Atravesar Amalfi camino de Ravello, la cena y un breve paseo por el puerto nos convenció de la necesidad de cambiar el itinerario de la siguiente jornada. Tomaríamos el ferry a Capri desde Amalfi a las 8.30, en vez de conducir hasta Sorrento para tomar allí el barco de las 9.40 o el de las 10.45 y a la vuelta realizaríamos una breve visita de la ciudad, que nos había atraído por la noche. Y, realmente, fue un acierto.

No tuvimos que sufrir las prisas y el estrés de conducir por la enrevesada carretera con una hora fija de llegada y con el peligro de cargarnos el día si había alguna incidencia.
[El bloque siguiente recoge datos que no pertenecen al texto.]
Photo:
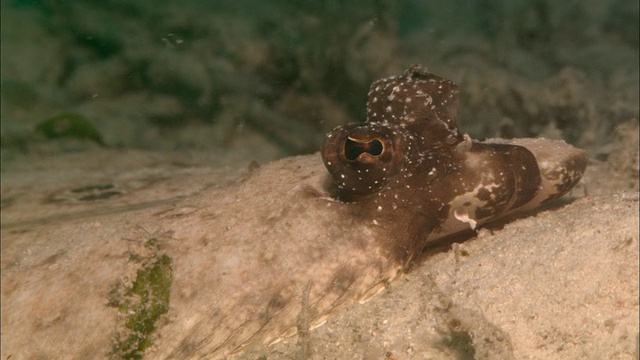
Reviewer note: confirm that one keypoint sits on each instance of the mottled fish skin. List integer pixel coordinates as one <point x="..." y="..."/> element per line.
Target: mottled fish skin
<point x="405" y="177"/>
<point x="408" y="166"/>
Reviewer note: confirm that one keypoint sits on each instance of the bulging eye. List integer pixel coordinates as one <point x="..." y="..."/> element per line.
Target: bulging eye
<point x="362" y="158"/>
<point x="354" y="147"/>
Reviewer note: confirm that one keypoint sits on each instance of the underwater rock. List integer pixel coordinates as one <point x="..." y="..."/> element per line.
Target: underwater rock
<point x="247" y="259"/>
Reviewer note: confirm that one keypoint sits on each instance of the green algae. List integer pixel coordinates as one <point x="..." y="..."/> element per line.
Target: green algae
<point x="141" y="305"/>
<point x="69" y="125"/>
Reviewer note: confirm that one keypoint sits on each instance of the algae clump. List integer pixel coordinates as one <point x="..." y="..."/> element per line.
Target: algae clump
<point x="141" y="306"/>
<point x="69" y="126"/>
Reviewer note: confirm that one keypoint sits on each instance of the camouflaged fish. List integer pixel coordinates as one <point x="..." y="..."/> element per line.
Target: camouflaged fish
<point x="401" y="179"/>
<point x="244" y="265"/>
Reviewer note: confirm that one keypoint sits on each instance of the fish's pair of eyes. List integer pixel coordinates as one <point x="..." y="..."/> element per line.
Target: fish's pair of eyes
<point x="354" y="147"/>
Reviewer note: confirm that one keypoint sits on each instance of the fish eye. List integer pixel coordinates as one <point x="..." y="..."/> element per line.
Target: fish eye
<point x="353" y="148"/>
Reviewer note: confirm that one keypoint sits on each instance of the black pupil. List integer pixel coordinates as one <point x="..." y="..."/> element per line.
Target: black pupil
<point x="353" y="149"/>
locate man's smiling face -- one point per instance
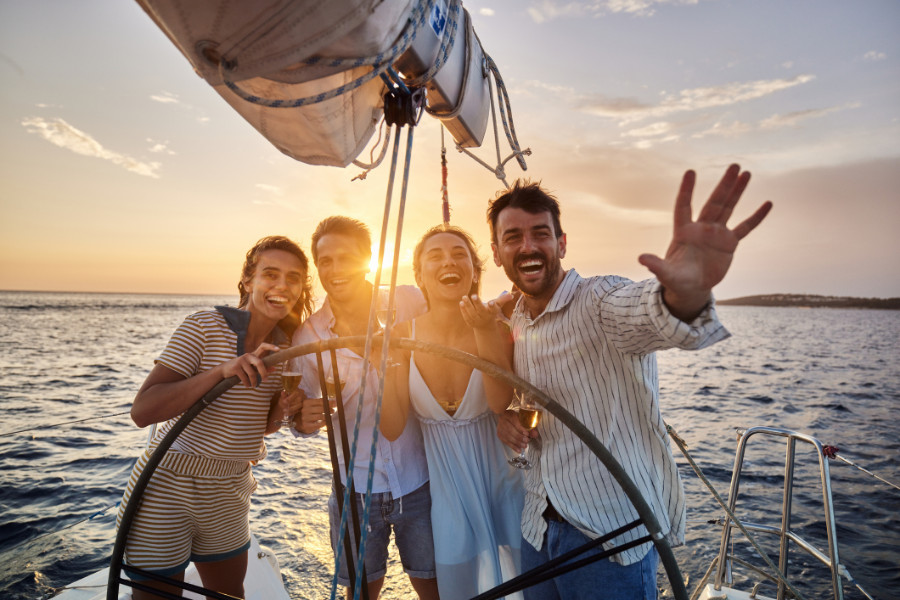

Lo más importante era que contemplaríamos la costa desde otra perspectiva: la del mar. Con ella completaríamos la captada desde la carretera, desde tierra, desde el coche. Una visión mucho más amplia.



Desayunamos a las siete de la mañana en compañía del mismo señor que nos atendió por la noche, con la diferencia de que fue mucho más simpático. Las imágenes de Cataluña con el anuncio de referéndum a pocas fechas abrió un diálogo sobre el mismo problema en Italia, donde la Liga Norte quería segregarse del sur. Venecia anunciaba que también quería separarse de Italia. La iniciativa de Cataluña podría causar un efecto dominó en Europa de consecuencias incalculables. El de recepción, con razón, afirmaba que Italia y España no eran tan diferentes y que la brecha norte-sur era similar. Los del norte despreciaban a los del sur, los calificaban de vagos y se quejaban de que los mantenían vía subsidios. Eso sí, los milaneses no renunciaban a pasar las vacaciones en el sur, siempre con el horizonte de regresar al norte para vivir y trabajar. Un buen elemento para la reflexión.



La recepción se abría a una amplia terraza sobre el mar y sobre el amanecer. Lucía y Carlos habían bajado pronto y habían captado el momento en que el sol impactaba sobre la superficie del mar y trazaba la primera línea amarilla sobre su piel estática. Un relámpago de púrpura y oro anunciaba un día soleado, sin nubes, con cierto calor.

Desayunar mirando al mar, con el silencio del amanecer y el rostro firme de los dos cabos que marcaban los límites de la bahía era una auténtica gozada. Era uno de esos momentos que se quedan en la retina, bajan por el interior del cuerpo, quizá por los conductos sanguíneos, y penetran en el corazón inyectando moral y energía. Lo recuerdo con un enorme cariño.